Two years ago, a smaller project was approved for Hartley Station by the Macon-Bibb County Planning & Zoning Commission.
It was to include a 69,400-square-foot shopping center with a Publix grocery store as the anchor, according to The Soran Group, which bought about eight acres in Hartley Station. Other tenants committed to the site included three restaurants, a nail salon and a package store, Robby Boggs, a development manager with The Soran Group, said at the time.
Shortly after that zoning meeting, “Publix had a change of heart and decided not to move forward with it,” Zan Thompson, a land planner with ZT3 Placemaker Studio, said last week.
It was a shock to the developer, Thompson said.

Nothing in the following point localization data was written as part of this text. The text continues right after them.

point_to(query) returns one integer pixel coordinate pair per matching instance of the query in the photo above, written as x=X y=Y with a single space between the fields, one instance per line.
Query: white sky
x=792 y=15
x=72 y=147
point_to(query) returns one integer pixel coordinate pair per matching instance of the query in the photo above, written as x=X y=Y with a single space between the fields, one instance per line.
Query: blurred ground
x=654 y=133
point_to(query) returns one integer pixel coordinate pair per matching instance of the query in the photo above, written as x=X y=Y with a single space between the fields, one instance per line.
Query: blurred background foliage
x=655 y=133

“But I guess like a lot of retailers, (Publix) began thinking ‘we may be doing too much too quick. Let’s re-evaluate everything we’re looking at,’ and they decided to pull that one,” he said.

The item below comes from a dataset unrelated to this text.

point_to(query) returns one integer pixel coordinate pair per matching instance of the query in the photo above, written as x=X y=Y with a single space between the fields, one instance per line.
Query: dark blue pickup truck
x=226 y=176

Efforts to contact The Soran Group for comment were unsuccessful.
Thompson said Soran was Publix’s developer “and that’s why they bought (the land).”

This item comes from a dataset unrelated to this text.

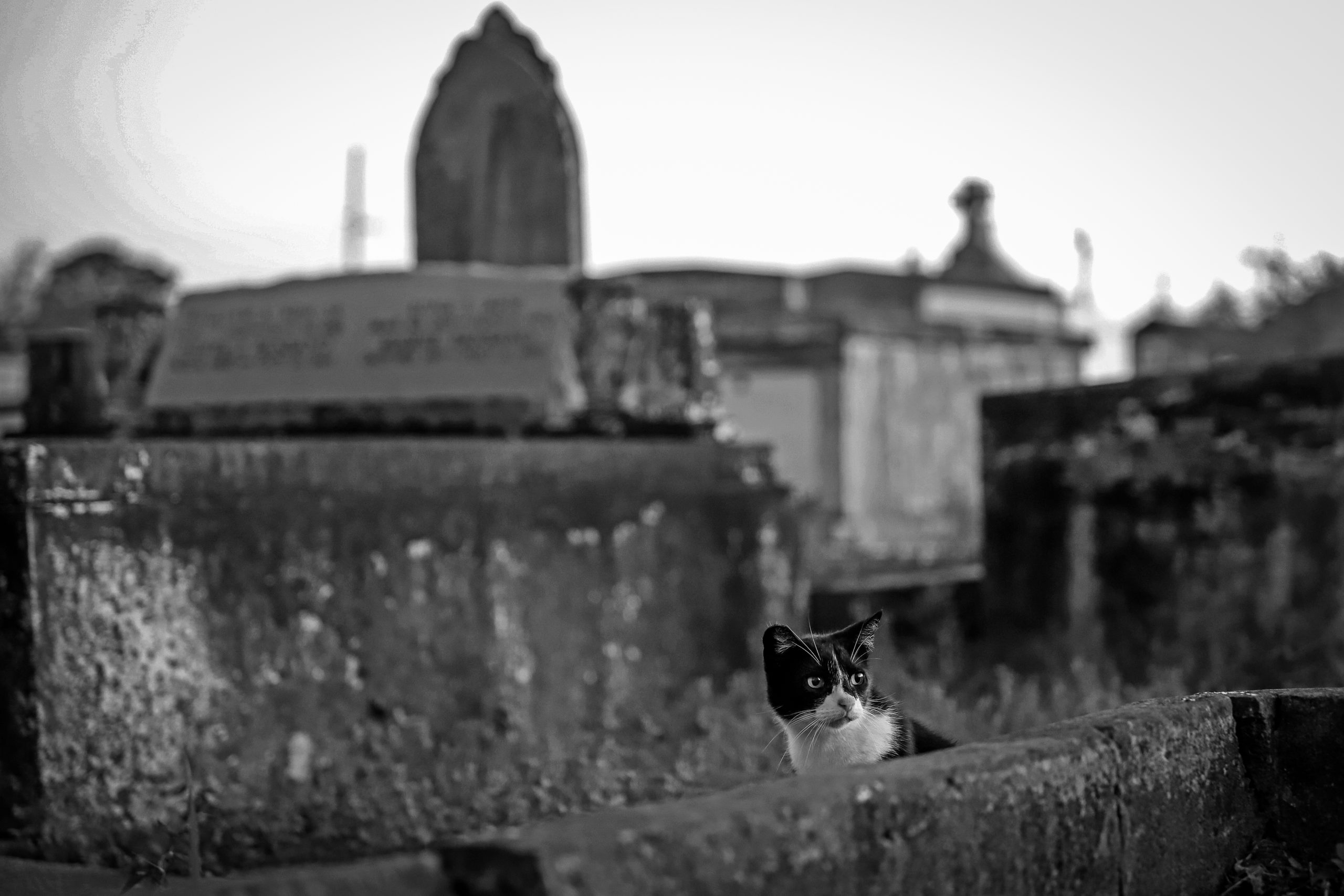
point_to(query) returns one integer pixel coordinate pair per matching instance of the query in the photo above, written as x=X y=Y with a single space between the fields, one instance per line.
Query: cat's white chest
x=858 y=743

According to the Bibb County tax assessor’s website, The Soran Group still owns the property.
Brenda Reid, media and community relations manager for Publix Super Markets’ Atlanta region, said she was unable to comment about why the grocery chain did not move forward with the store or if the company still is considering Hartley Bridge Road.
“At this time we do not have a confirmed new site in the Macon area,” Reid said in an email. “We only comment on sites that are confirmed. Due to the competitive nature of the grocery business we do not comment on pending or possible future sites.”
King Kemper, an associate real estate broker with The Summit Group, is co-listing the remaining property for Hartley Bridge Road LLC, which bought the property in 2013. The address for this company is the same as for Rodgers Metal Craft Inc. in Fortson.
Efforts to reach someone with the company were unsuccessful.
“The hope is the Publix deal would come back to life and then there are at least one, if not two, good multi-family sites out there,” Kemper said. “We still think there is another big-box user ... to co-exist with the Publix. ... There are some strong demographics down there.”
Kemper said the current owner’s plan is similar to the original proposal.
“I think the plan would stay the course -- still some retail, then probably some mid-level office,” he said.
Kemper predicted a multi-family site would be developed on the north side of Hartley Bridge Road during the next few years.
The market “has definitely shown signs of coming back over the last 18 months,” he said. “Retail activity has picked up, and some development has picked up. Personally, I think -- between that and Bass Road -- it’s one of the top two development land areas overall in Bibb County.”
DEVELOPER FOR BASS ROAD PROPERTY OPTIMISTIC
In the north end of Bibb County, a Macon-based real estate company, Fickling & Co., has been holding on to about 170 acres of other development sites straddling Bass Road in north Bibb County since before the recession. Its expectations were that several other retailers would join Bass Pro Shops, which built a store and distribution center in 2006 off Bass and New Forsyth roads. Also, another development across Bass Road from the outdoor retailer on Starcadia Circle was planned which included at least one hotel.
Again, the recession brought a halt to those developments, according to the company.
Bobby Cleveland, vice president of commercial development for Fickling, sounded a bit optimistic last week that the commercial industry is improving.
“We are seeing some activity for the first time in forever,” Cleveland said. “We are seeing things thawing out around the country, particularly in Atlanta and to some extent in some secondary markets. Macon seems to follow those for some reason.”
The company has contracted to sell about 24 acres in the middle of Starcadia Circle to another retail developer, ”but that sale is contingent upon them landing a major anchor,” Cleveland said. “They are in discussions with several as I understand it. ... We expect something within 12 months. (The developer) has relationships with some major anchors around the country, so that gives them an edge.”